The battle has been accompanied by a lot of manipulative fake news on his part, barely any concrete evidence to corroborate his accusations (which doesn’t stop many from believing him), and a growing number of embarrassing events, such as a scandalous speech against the State Attorney’s Office inside the court house just before the charge sheet was read out on the day the trial opened, and an even more despicable speech just after the first day of evidence in court took place on April 5, 2021.
Simultaneously with these events, from 2015 onward Netanyahu started to demonstrate a highly autocratic style of government, made a growing number of promises to his political colleagues that he broke, humiliated those who demonstrated opposition to his actions, and systematically cleared the political scene of any potential political rivals to his rule from within the Likud.
All this was followed, in 2019-2021, by four consecutive inconclusive elections, which Netanyahu did not win, despite his playing every dirty trick in the game to gain the support of 61 MKs.
Despite all of this, there is still a significant minority that views Netanyahu as the greatest, who deserves to continue to govern for as long as he physically can, without any constraints.
There is another significant group of right-wing religious politicians who continue to support Netanyahu, even though they are increasingly disturbed by at least some of the developments described above, though some of them are inclined to accept Netanyahu’s conspiracy theory.
A third group of right-wing and religious politicians have decided to formally break away from the pro-Netanyahu camp and, if Netanyahu will fail to form a new government in the next three weeks, will join the center and left-wing parties to try to form an alternative, healing government.
BUT BACK to the beginning. I do not believe that my attitude toward Netanyahu has been unduly influenced by that of “the old Ashkenazi elites.” It is based by the values I was raised on.
Every once in a while, I have asked myself whether I was being unfair or dishonest in my attitude.
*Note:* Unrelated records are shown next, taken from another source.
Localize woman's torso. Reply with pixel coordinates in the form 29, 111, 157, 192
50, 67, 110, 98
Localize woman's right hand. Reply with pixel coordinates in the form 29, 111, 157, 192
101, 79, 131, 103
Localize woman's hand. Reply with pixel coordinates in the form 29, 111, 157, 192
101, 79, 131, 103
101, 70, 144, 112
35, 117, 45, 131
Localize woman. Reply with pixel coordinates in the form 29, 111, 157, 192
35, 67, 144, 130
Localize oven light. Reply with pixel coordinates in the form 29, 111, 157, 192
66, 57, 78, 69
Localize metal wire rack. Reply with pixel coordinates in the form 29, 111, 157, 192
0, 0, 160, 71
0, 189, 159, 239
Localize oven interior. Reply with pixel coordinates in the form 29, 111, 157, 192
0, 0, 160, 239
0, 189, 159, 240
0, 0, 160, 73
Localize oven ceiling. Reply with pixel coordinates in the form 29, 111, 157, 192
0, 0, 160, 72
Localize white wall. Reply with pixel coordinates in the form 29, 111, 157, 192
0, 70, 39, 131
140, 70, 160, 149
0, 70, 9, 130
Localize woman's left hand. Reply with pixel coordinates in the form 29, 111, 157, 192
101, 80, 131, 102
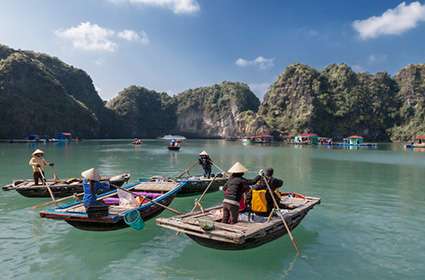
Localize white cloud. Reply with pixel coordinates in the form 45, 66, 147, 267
55, 22, 149, 52
353, 1, 425, 40
235, 56, 274, 70
111, 0, 200, 14
117, 30, 150, 44
55, 22, 117, 52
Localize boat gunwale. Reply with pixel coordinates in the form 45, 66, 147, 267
40, 179, 187, 222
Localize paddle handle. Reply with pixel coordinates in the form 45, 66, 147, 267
39, 167, 57, 205
262, 175, 300, 256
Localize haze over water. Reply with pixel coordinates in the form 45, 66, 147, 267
0, 140, 424, 279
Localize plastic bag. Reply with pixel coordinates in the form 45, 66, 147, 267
117, 189, 139, 208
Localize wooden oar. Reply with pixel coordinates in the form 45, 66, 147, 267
212, 162, 230, 177
32, 192, 83, 209
110, 184, 182, 215
175, 161, 198, 179
39, 167, 57, 205
262, 174, 300, 256
190, 174, 219, 213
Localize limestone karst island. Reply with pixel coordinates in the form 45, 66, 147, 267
0, 1, 423, 279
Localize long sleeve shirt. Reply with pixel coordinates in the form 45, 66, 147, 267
82, 179, 110, 207
29, 156, 48, 172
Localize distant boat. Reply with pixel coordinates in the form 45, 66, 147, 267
405, 135, 425, 149
162, 135, 186, 140
132, 138, 143, 145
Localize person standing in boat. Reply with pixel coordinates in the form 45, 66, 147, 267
198, 151, 213, 178
81, 168, 110, 214
222, 162, 256, 224
28, 149, 53, 185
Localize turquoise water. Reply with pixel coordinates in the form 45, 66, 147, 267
0, 140, 424, 279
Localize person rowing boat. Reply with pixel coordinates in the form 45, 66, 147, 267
28, 149, 54, 185
198, 150, 213, 178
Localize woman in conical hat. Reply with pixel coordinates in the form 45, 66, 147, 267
222, 162, 256, 224
198, 150, 213, 178
81, 168, 110, 212
29, 149, 52, 185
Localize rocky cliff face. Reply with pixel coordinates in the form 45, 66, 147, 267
0, 49, 100, 138
390, 64, 425, 141
175, 81, 261, 138
3, 43, 425, 140
258, 63, 400, 140
106, 86, 176, 137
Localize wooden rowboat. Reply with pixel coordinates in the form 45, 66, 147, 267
156, 193, 320, 250
2, 173, 130, 198
149, 175, 228, 197
39, 180, 185, 231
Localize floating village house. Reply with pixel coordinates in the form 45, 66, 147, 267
344, 135, 364, 145
294, 133, 319, 145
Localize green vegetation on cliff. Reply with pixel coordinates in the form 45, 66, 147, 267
2, 43, 425, 141
106, 86, 176, 137
259, 63, 401, 140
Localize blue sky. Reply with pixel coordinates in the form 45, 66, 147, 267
1, 0, 425, 100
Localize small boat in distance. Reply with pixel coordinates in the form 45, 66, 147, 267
291, 133, 319, 145
40, 180, 185, 231
405, 135, 425, 149
2, 173, 130, 198
132, 138, 142, 145
157, 192, 320, 250
168, 139, 181, 151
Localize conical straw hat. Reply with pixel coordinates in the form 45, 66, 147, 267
199, 150, 208, 156
32, 149, 44, 156
81, 168, 101, 181
228, 162, 248, 173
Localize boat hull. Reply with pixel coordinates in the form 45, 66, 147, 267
63, 195, 175, 231
168, 146, 180, 151
186, 210, 307, 250
40, 180, 183, 232
4, 173, 130, 198
177, 177, 227, 197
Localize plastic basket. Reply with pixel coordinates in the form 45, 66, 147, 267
124, 210, 144, 230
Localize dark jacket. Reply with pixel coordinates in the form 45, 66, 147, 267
249, 176, 284, 215
223, 176, 255, 202
198, 156, 212, 168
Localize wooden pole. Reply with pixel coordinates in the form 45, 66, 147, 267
110, 184, 182, 215
39, 167, 57, 205
32, 192, 82, 209
190, 174, 219, 213
175, 161, 198, 179
212, 162, 229, 177
262, 174, 300, 256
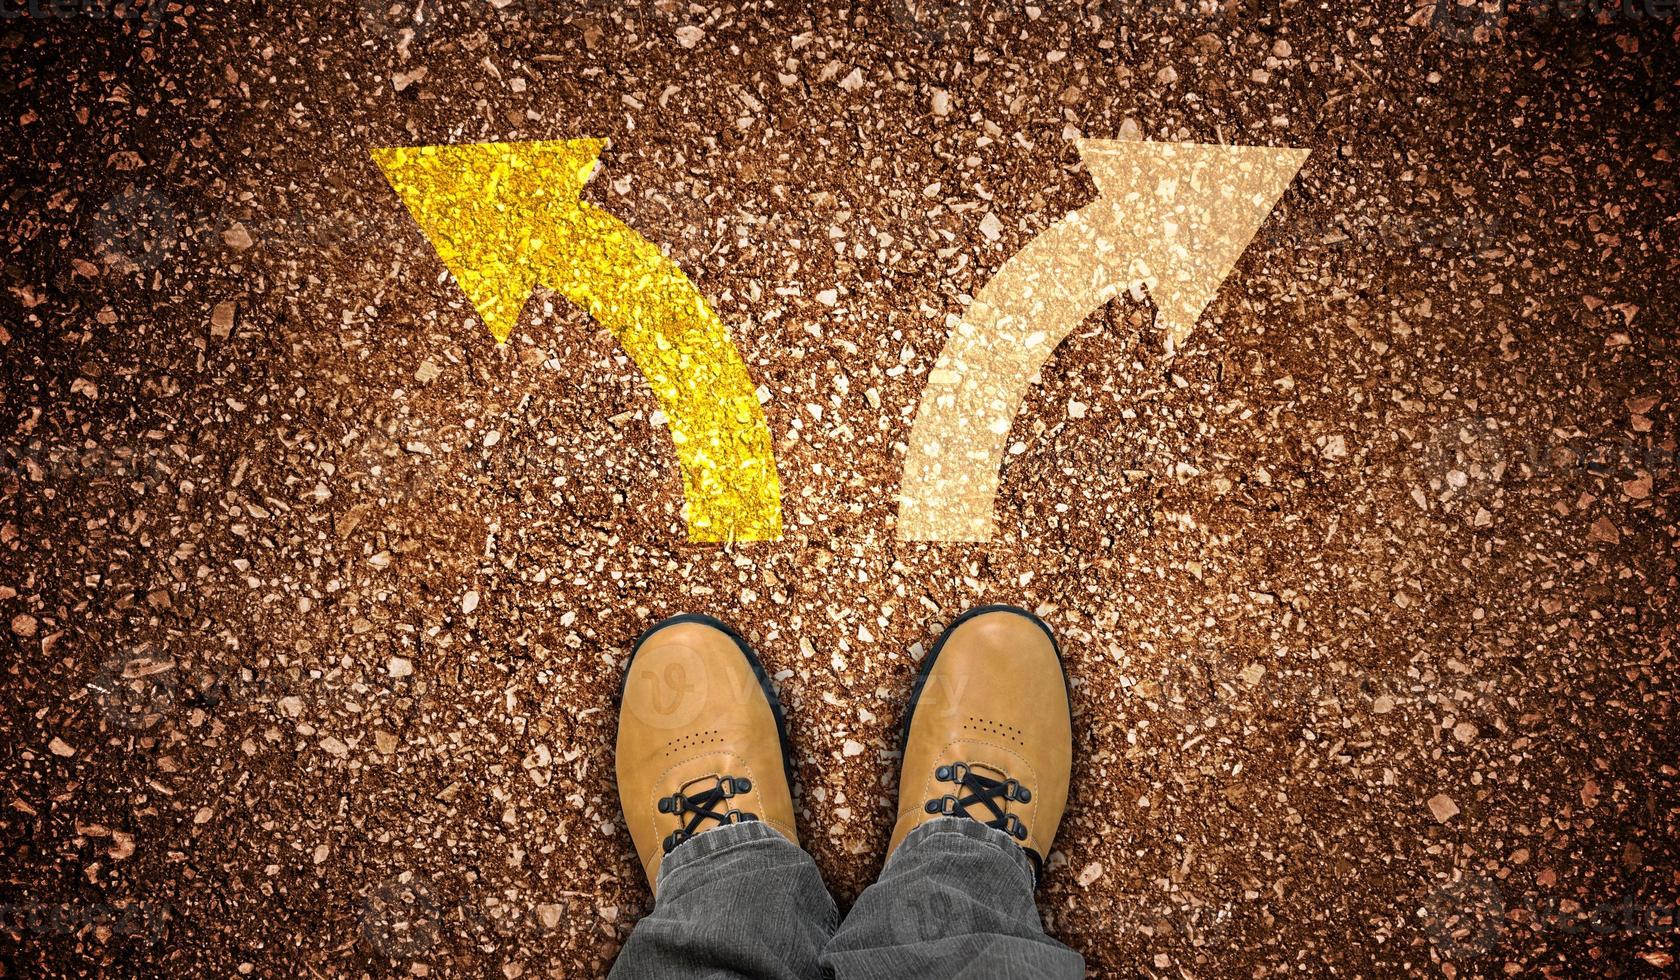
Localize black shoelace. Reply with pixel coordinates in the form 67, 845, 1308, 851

On occasion I have been pleased by certain moves taken by Netanyahu. For example, I was delighted when he announced the agreement with the Reform and Conservative movements to arrange for a place of prayers separate from the Orthodox Jews at the Western Wall. But within days he gave in to pressure from the Orthodox, and scrapped his promise. 
Again, I was delighted when he announced that he had reached an agreement with the UN about solving the problem of 32,000 African asylum-seekers who reside in Israel, under which Israel would settle the status of half of them in Israel, and the UN would find homes in Europe for the rest. Again, within several days Netanyahu reversed his position because of political pressure from Jewish extremists from the neighborhoods where most of the Africans reside. This pattern keeps repeating itself again and again.
Yes, there are peace treaties with several Gulf states. And yes, there are the vaccinations. Thank you, Bibi, for those.
Many commentators from the Right suggest that the refusal to sit in a government led by Netanyahu is all about petty politics.
No, it is not. It is about principles. It is about hope. It is about telling the man, who chose the opening ceremony of Holocaust Remembrance Day to brag, once again, about his successful purchase of COVID-19 vaccines: “unlike the Holocaust – this time we [i.e., I] identified the danger in time”: Enough is enough.
The writer was a researcher in the Knesset Research and Information Center until her retirement, and recently published a book in Hebrew, The Job of the Knesset Member – An Undefined Job, soon to appear in English.